Thanatos could bridge the gap between species, between divinity and mortality, and convey any precise emotion in human terms when he wanted to. When he did not want to, he became the expressionlessness of a bug’s dead husk.

“Of course.” He said, “But Oleander, where would you go? This is a place of death, it’s not fit for anyone to live here… not consciously. And you would not survive a day above ground in the wild, you can hardly walk.” Step by step he guided Oleander back to bed. “I would protect you if I could leave this place, but you know fate has not been kind to me either.”

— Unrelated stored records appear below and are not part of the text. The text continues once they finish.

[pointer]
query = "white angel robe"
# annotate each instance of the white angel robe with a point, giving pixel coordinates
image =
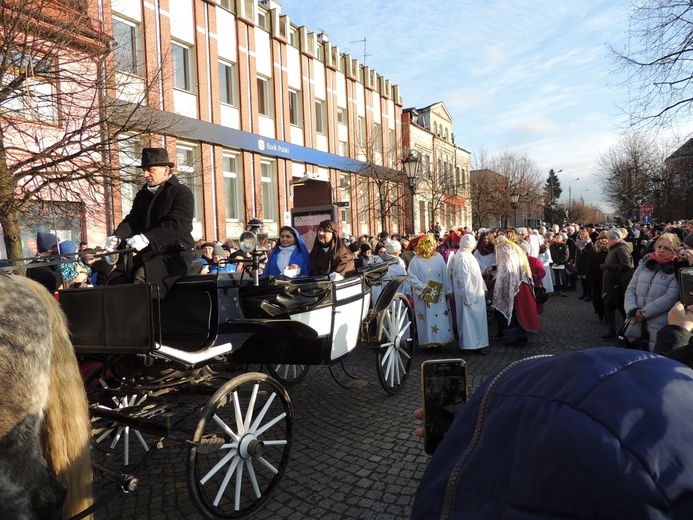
(470, 301)
(433, 320)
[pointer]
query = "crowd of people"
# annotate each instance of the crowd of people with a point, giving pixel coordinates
(461, 283)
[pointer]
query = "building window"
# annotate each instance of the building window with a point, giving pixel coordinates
(127, 49)
(378, 138)
(361, 131)
(270, 203)
(129, 151)
(262, 19)
(294, 108)
(34, 96)
(182, 67)
(228, 83)
(320, 117)
(264, 98)
(188, 175)
(233, 188)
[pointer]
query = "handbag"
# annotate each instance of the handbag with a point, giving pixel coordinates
(639, 343)
(540, 294)
(621, 339)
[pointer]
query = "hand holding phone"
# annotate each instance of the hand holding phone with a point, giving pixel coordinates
(686, 286)
(444, 393)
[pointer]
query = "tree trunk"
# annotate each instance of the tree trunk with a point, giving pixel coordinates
(12, 236)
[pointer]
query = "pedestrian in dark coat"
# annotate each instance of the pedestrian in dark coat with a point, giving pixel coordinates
(159, 224)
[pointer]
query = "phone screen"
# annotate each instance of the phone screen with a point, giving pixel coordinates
(444, 388)
(686, 286)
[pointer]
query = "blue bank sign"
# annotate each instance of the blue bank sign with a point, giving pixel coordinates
(233, 138)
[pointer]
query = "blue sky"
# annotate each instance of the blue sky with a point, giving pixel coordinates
(533, 76)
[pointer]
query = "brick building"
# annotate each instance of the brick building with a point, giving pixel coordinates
(268, 115)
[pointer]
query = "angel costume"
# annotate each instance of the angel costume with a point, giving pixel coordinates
(470, 296)
(429, 279)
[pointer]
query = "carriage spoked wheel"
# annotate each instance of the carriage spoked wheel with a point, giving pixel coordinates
(241, 447)
(394, 341)
(287, 374)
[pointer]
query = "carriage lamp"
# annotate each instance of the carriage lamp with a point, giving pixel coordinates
(247, 241)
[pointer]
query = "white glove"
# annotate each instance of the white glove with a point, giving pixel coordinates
(112, 243)
(138, 242)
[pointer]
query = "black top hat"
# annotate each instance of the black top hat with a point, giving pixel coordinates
(155, 157)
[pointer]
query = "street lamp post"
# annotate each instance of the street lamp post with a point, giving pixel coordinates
(570, 197)
(411, 168)
(552, 202)
(515, 198)
(657, 184)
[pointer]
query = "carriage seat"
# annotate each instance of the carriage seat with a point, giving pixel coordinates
(281, 298)
(188, 313)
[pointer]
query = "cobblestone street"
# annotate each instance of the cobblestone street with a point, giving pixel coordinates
(354, 454)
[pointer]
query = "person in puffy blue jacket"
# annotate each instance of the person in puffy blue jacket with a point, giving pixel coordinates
(601, 433)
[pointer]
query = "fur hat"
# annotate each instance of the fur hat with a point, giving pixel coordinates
(467, 241)
(46, 241)
(67, 247)
(155, 157)
(392, 246)
(614, 234)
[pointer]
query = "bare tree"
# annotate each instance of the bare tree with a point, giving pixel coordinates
(485, 193)
(657, 60)
(61, 112)
(383, 171)
(627, 170)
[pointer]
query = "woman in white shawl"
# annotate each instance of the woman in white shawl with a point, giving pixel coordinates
(470, 297)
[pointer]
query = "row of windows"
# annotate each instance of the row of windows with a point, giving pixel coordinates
(128, 60)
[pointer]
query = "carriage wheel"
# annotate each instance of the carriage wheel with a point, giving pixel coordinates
(121, 443)
(241, 447)
(396, 344)
(288, 375)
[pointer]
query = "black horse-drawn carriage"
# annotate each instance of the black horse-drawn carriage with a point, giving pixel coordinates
(151, 357)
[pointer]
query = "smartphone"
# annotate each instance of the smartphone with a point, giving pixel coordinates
(686, 285)
(444, 393)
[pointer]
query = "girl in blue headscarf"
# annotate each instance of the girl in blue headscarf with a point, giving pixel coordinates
(290, 256)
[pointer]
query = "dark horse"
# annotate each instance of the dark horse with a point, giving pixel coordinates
(45, 464)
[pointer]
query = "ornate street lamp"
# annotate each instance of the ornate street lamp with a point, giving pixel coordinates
(411, 168)
(657, 184)
(515, 198)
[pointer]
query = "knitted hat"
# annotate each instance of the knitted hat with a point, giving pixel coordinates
(614, 234)
(467, 242)
(46, 241)
(392, 246)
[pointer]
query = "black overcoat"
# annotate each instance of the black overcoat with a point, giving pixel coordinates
(165, 218)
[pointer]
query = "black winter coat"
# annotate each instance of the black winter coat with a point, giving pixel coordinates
(165, 218)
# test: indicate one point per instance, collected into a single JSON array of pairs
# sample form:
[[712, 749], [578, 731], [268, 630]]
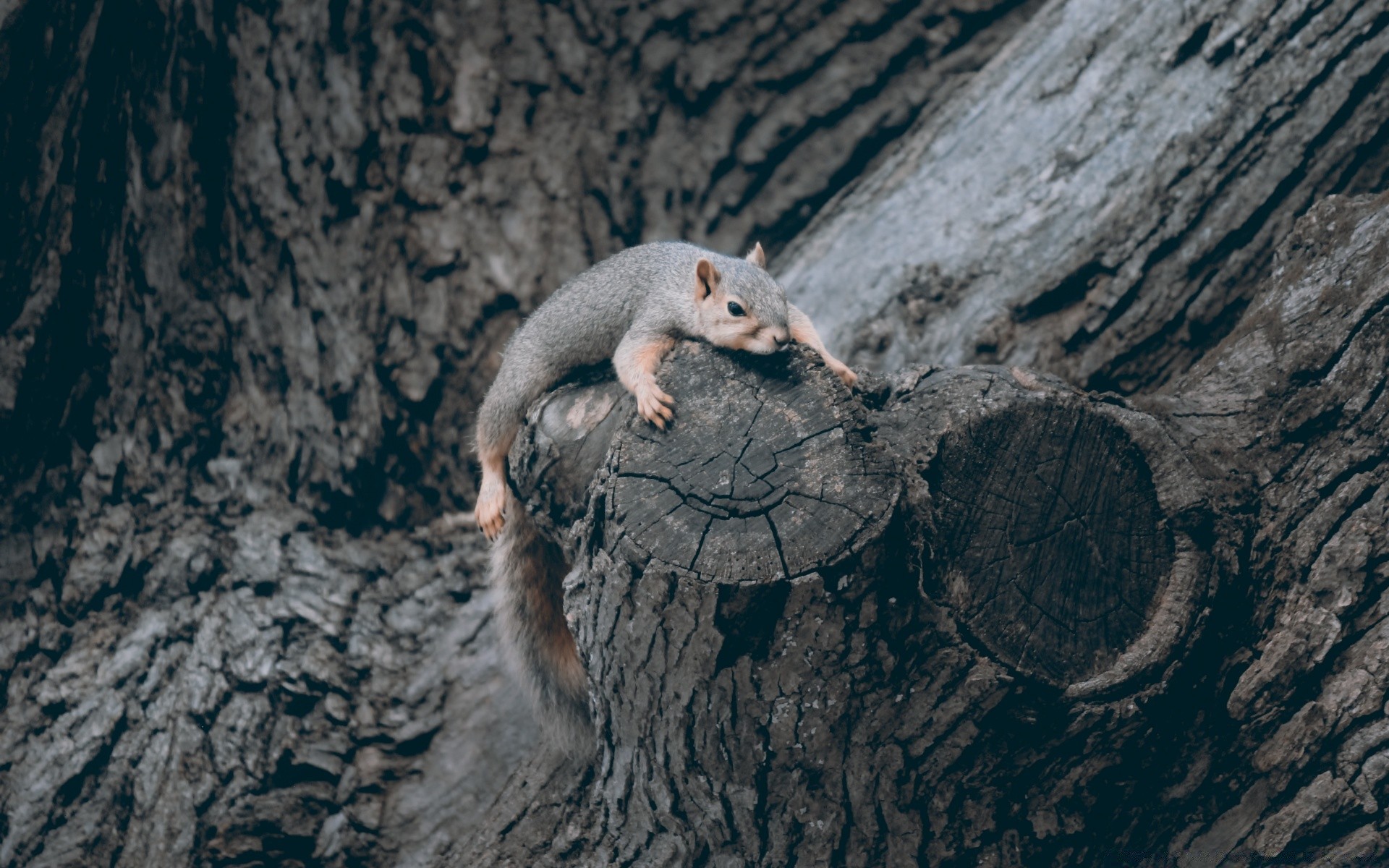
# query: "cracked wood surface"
[[1105, 199], [266, 255], [260, 259], [862, 715]]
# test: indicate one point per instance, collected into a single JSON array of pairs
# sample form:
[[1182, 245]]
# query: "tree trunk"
[[259, 260], [1105, 197], [981, 617]]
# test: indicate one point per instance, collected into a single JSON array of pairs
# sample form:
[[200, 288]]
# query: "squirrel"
[[631, 307]]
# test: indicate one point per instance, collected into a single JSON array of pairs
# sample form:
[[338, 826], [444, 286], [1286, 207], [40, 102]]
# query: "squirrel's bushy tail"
[[530, 573]]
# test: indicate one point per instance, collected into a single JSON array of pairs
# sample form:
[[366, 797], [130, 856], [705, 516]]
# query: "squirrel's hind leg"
[[637, 360], [492, 493]]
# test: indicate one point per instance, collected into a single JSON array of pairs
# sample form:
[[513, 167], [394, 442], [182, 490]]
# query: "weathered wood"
[[1105, 199], [1191, 742], [264, 255], [756, 694], [259, 261], [1061, 525]]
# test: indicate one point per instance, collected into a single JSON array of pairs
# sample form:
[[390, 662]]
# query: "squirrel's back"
[[582, 323]]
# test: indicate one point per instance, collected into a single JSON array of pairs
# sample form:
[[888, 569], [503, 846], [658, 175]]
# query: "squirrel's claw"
[[846, 374], [489, 513], [652, 404]]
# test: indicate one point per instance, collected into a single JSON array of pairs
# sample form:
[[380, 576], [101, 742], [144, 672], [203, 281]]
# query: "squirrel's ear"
[[706, 279], [757, 258]]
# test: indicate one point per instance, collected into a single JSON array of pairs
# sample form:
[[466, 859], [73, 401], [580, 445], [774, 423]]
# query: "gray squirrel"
[[631, 307]]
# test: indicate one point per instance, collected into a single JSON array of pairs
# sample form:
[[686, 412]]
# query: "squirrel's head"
[[741, 306]]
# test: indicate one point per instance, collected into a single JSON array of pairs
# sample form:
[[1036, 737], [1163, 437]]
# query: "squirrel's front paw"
[[492, 502], [845, 374], [652, 404]]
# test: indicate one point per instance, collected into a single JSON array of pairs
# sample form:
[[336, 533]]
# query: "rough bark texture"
[[933, 697], [258, 263], [1105, 199]]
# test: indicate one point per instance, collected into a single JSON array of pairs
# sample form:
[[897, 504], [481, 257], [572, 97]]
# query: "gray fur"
[[524, 563], [640, 295], [645, 291]]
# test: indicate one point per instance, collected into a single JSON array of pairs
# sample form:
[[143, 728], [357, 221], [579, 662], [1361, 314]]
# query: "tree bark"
[[259, 260], [1089, 631], [1105, 199]]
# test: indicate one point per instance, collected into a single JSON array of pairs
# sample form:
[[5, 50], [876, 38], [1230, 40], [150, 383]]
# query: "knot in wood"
[[764, 474], [1060, 525]]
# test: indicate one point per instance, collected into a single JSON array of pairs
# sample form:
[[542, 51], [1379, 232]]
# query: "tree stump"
[[785, 652]]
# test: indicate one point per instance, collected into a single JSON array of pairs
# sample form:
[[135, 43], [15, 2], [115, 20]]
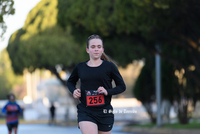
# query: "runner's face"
[[95, 49]]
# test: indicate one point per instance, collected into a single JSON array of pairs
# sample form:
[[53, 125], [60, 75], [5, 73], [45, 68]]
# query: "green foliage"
[[6, 8], [7, 77]]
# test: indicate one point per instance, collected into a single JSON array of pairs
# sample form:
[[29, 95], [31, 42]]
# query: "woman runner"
[[95, 114]]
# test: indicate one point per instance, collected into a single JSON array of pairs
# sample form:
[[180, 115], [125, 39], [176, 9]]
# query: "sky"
[[16, 21]]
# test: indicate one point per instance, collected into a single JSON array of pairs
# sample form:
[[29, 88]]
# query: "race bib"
[[94, 98]]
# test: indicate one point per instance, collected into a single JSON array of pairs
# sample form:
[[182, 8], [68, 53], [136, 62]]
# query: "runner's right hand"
[[77, 93]]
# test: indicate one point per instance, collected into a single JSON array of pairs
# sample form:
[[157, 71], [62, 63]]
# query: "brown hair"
[[103, 56]]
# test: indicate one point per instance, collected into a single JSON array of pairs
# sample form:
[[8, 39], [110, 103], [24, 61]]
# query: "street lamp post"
[[158, 86]]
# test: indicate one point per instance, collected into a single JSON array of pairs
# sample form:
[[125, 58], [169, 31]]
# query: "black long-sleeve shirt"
[[92, 78]]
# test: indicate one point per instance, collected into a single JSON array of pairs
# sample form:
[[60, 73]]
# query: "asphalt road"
[[47, 129]]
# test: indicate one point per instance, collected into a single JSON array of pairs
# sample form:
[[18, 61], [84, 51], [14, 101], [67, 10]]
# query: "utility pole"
[[158, 86]]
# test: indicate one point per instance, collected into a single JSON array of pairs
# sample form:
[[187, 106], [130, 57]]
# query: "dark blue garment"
[[12, 111]]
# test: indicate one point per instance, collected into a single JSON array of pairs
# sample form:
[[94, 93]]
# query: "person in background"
[[52, 110], [12, 111]]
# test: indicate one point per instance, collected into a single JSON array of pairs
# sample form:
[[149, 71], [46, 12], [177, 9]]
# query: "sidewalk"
[[159, 130]]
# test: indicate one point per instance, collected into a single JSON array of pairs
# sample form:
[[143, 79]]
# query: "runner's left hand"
[[102, 90]]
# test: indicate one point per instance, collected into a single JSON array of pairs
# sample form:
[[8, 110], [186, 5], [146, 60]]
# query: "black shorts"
[[104, 118], [11, 126]]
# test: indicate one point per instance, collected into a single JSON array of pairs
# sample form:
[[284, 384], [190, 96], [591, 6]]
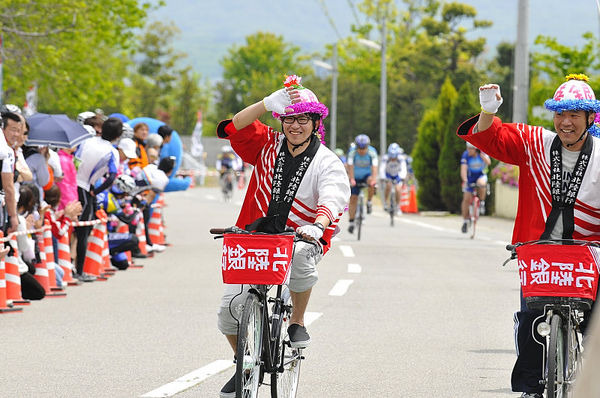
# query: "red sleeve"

Oleander crawled back into the sheets, still slightly warm from when he lay in them mere minutes ago. Thanatos usually gave him at least a few hours to talk, exercise his legs, gather his waking thoughts. The urgency with which he nudged his ward back to sleep hinted that perhaps his urgent matters were more than just empty rumors. Thanatos’s acolytes were always chasing rumors… What made this time so urgent? Oleander considered this but knew that the knowledge did not provide any new options for him. Maybe he had not been a prisoner when he’d first come to the ravine. Maybe Thanatos really would let him go if he insisted. But by choosing comfort and dependency, he’d made himself a prisoner all on his own. The longer he dwelt in the waking world, the deeper fear and guilt and helplessness engulfed him. It was why, time after time, he chose to sleep.

“I hate to see you suffer.” Thanatos said, his voice like a lullaby. “I want as much as you to see your brothers safe. Leave the task to me. There will come a time when things are different. A time of reunion, a time without death. With your help, I am bringing about a new world. Until then, dream, little prince.”

Oleander settled comfortably into the dent in the mattress his years of slumber had formed. A swarm of butterflies circled over him, dusting him with their potent poison. Under the sheets out of sight, his hand crept to the edge of the mattress. His fingertips searched the stitching there. It was only an impulse to know if it was still there, the just-in-case measure he’d hidden years ago. Of course it likely wouldn’t be. Thanatos might have found it while he slept or replaced the mattress. Maybe he misremembered the spot where he’d put it. His fingertips found only firm stitching and his eyelids were growing irresistibly heavy.

Thanatos now receded, his borrowed body fading away until all that remained visible in the dark bowels of the ravine was the blue glow behind the molt’s eyes. Then those disappeared too and Oleander was sure sleep was inevitable. How long would it be until he next awoke?

Then, as the butterflies lifted and his eyelids settled fully closed, his fingers found the tiny tear in the fabric on the seam of the mattress. Inside lay something small, hard, and smooth. The only card he had to play was still there.

If he waited any longer, sleep would overtake him and another few months would slip by in dream. Maybe even longer. He would pay for comfort in time, as he had with half his life so far. Maybe it was a nagging premonition that compelled him, or maybe he was always going to break with dream and it had only taken him years to build up the courage. With heavy poison-weighted fingers he withdrew a small vial from the mattress, uncorked it, and dumped its contents into his mouth. Oleander chose, finally, to wake.